Add task_navigation_efficiency_label Output (#43332)

m7md7sien · web-flow · commit a9741f5cfa61 · 2025-10-27T14:09:35.000-07:00
diff --git a/sdk/evaluation/azure-ai-evaluation/azure/ai/evaluation/_evaluators/_task_navigation_efficiency/_task_navigation_efficiency.py b/sdk/evaluation/azure-ai-evaluation/azure/ai/evaluation/_evaluators/_task_navigation_efficiency/_task_navigation_efficiency.py
@@ -64,7 +64,7 @@ class TaskNavigationEfficiencyEvaluator(EvaluatorBase):
 
         .. code-block:: python
 
-            from azure.ai.evaluation import TaskNavigationEfficiencyEvaluator
+            from azure.ai.evaluation._evaluators._task_navigation_efficiency import TaskNavigationEfficiencyEvaluator
 
             task_navigation_efficiency_eval = TaskNavigationEfficiencyEvaluator(
                 matching_mode=TaskNavigationEfficiencyMatchingMode.EXACT_MATCH
@@ -320,8 +320,9 @@ async def _do_eval(self, eval_input: Dict) -> Dict[str, Union[float, str, Dict[s
             )
 
             return {
+                "task_navigation_efficiency_label": match_result,
                 "task_navigation_efficiency_result": EVALUATION_PASS_FAIL_MAPPING[match_result],
-                "properties": additional_properties_metrics,
+                "task_navigation_efficiency_details": additional_properties_metrics,
             }
         else:
             raise EvaluationException(
diff --git a/sdk/evaluation/azure-ai-evaluation/samples/agent_evaluators/task_navigation_efficiency.ipynb b/sdk/evaluation/azure-ai-evaluation/samples/agent_evaluators/task_navigation_efficiency.ipynb
@@ -449,7 +449,7 @@
     "    \n",
     "    # Display the returned results\n",
     "    for key, value in result.items():\n",
-    "        if key == \"properties\":\n",
+    "        if key == \"task_navigation_efficiency_details\":\n",
     "            print(f\"  {key}:\")\n",
     "            for prop_key, prop_value in value.items():\n",
     "                print(f\"    {prop_key}: {prop_value:.3f}\")\n",
diff --git a/sdk/evaluation/azure-ai-evaluation/tests/unittests/test_task_navigation_efficiency_evaluators.py b/sdk/evaluation/azure-ai-evaluation/tests/unittests/test_task_navigation_efficiency_evaluators.py
@@ -29,10 +29,10 @@ def test_exact_match_scenario(self):
 
         result = evaluator(response=response, ground_truth=ground_truth)

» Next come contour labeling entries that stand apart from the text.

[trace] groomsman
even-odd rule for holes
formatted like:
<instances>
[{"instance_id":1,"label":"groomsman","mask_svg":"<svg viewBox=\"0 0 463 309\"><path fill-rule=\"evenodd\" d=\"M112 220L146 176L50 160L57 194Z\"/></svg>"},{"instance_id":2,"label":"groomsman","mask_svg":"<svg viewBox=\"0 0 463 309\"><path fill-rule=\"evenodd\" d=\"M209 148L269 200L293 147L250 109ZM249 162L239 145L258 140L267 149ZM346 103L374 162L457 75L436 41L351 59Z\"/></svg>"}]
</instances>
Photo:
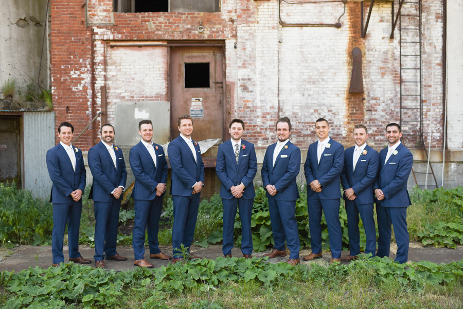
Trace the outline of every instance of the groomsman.
<instances>
[{"instance_id":1,"label":"groomsman","mask_svg":"<svg viewBox=\"0 0 463 309\"><path fill-rule=\"evenodd\" d=\"M326 119L317 119L315 129L318 140L309 146L304 164L312 253L304 259L311 261L323 256L323 209L329 233L331 264L341 261L343 235L339 221L341 197L339 175L344 164L344 147L329 136L330 126Z\"/></svg>"},{"instance_id":2,"label":"groomsman","mask_svg":"<svg viewBox=\"0 0 463 309\"><path fill-rule=\"evenodd\" d=\"M74 127L69 122L58 126L60 142L47 152L47 168L53 182L50 202L53 204L51 231L52 265L64 262L63 244L67 223L69 261L89 264L79 252L79 230L82 214L82 194L85 188L85 166L82 151L71 144Z\"/></svg>"},{"instance_id":3,"label":"groomsman","mask_svg":"<svg viewBox=\"0 0 463 309\"><path fill-rule=\"evenodd\" d=\"M114 146L115 131L111 124L100 130L101 141L88 150L88 167L93 184L88 198L95 202L95 264L105 268L106 260L126 261L116 251L119 212L127 180L122 150Z\"/></svg>"},{"instance_id":4,"label":"groomsman","mask_svg":"<svg viewBox=\"0 0 463 309\"><path fill-rule=\"evenodd\" d=\"M412 171L413 155L400 142L402 129L399 124L386 125L385 136L389 146L380 152L380 167L373 186L379 234L376 255L380 258L389 256L392 224L397 243L395 261L403 264L408 259L410 238L407 208L412 202L407 191L407 181Z\"/></svg>"},{"instance_id":5,"label":"groomsman","mask_svg":"<svg viewBox=\"0 0 463 309\"><path fill-rule=\"evenodd\" d=\"M216 170L222 183L220 196L223 204L223 245L225 257L232 257L233 232L237 206L241 221L241 252L246 259L252 257L253 235L251 220L256 192L253 179L257 172L254 145L241 139L244 123L233 119L229 125L232 138L219 146Z\"/></svg>"},{"instance_id":6,"label":"groomsman","mask_svg":"<svg viewBox=\"0 0 463 309\"><path fill-rule=\"evenodd\" d=\"M201 151L199 144L191 138L193 119L189 115L184 115L179 118L177 124L180 135L169 144L167 149L172 168L170 192L173 202L173 263L183 261L182 245L190 253L198 219L200 192L204 184L204 164Z\"/></svg>"},{"instance_id":7,"label":"groomsman","mask_svg":"<svg viewBox=\"0 0 463 309\"><path fill-rule=\"evenodd\" d=\"M373 183L378 174L378 152L367 144L368 130L363 124L357 124L353 130L355 146L344 152L344 167L341 174L344 194L349 249L350 252L342 261L351 261L360 253L359 214L365 228L366 244L365 253L375 256L376 252L376 229L373 216Z\"/></svg>"},{"instance_id":8,"label":"groomsman","mask_svg":"<svg viewBox=\"0 0 463 309\"><path fill-rule=\"evenodd\" d=\"M300 261L295 211L296 201L299 197L296 177L300 169L300 150L289 140L291 122L287 117L277 121L276 133L278 141L267 148L261 171L275 241L273 250L264 256L270 259L286 256L286 241L290 251L286 263L295 265Z\"/></svg>"},{"instance_id":9,"label":"groomsman","mask_svg":"<svg viewBox=\"0 0 463 309\"><path fill-rule=\"evenodd\" d=\"M159 219L167 182L167 161L162 146L151 140L153 124L151 120L140 121L138 134L141 140L130 149L129 155L130 167L135 177L132 192L135 212L132 241L135 256L133 264L150 268L154 265L144 258L147 226L150 258L161 260L172 258L159 249L157 240Z\"/></svg>"}]
</instances>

         assert result["task_navigation_efficiency_result"] == "pass"
-        assert "properties" in result
-        assert result["properties"]["precision_score"] == 1.0
-        assert result["properties"]["recall_score"] == 1.0
-        assert result["properties"]["f1_score"] == 1.0
+        assert "task_navigation_efficiency_details" in result
+        assert result["task_navigation_efficiency_details"]["precision_score"] == 1.0
+        assert result["task_navigation_efficiency_details"]["recall_score"] == 1.0
+        assert result["task_navigation_efficiency_details"]["f1_score"] == 1.0
 
     def test_in_order_match_with_extra_steps(self):
         """Test when agent has extra steps but maintains order."""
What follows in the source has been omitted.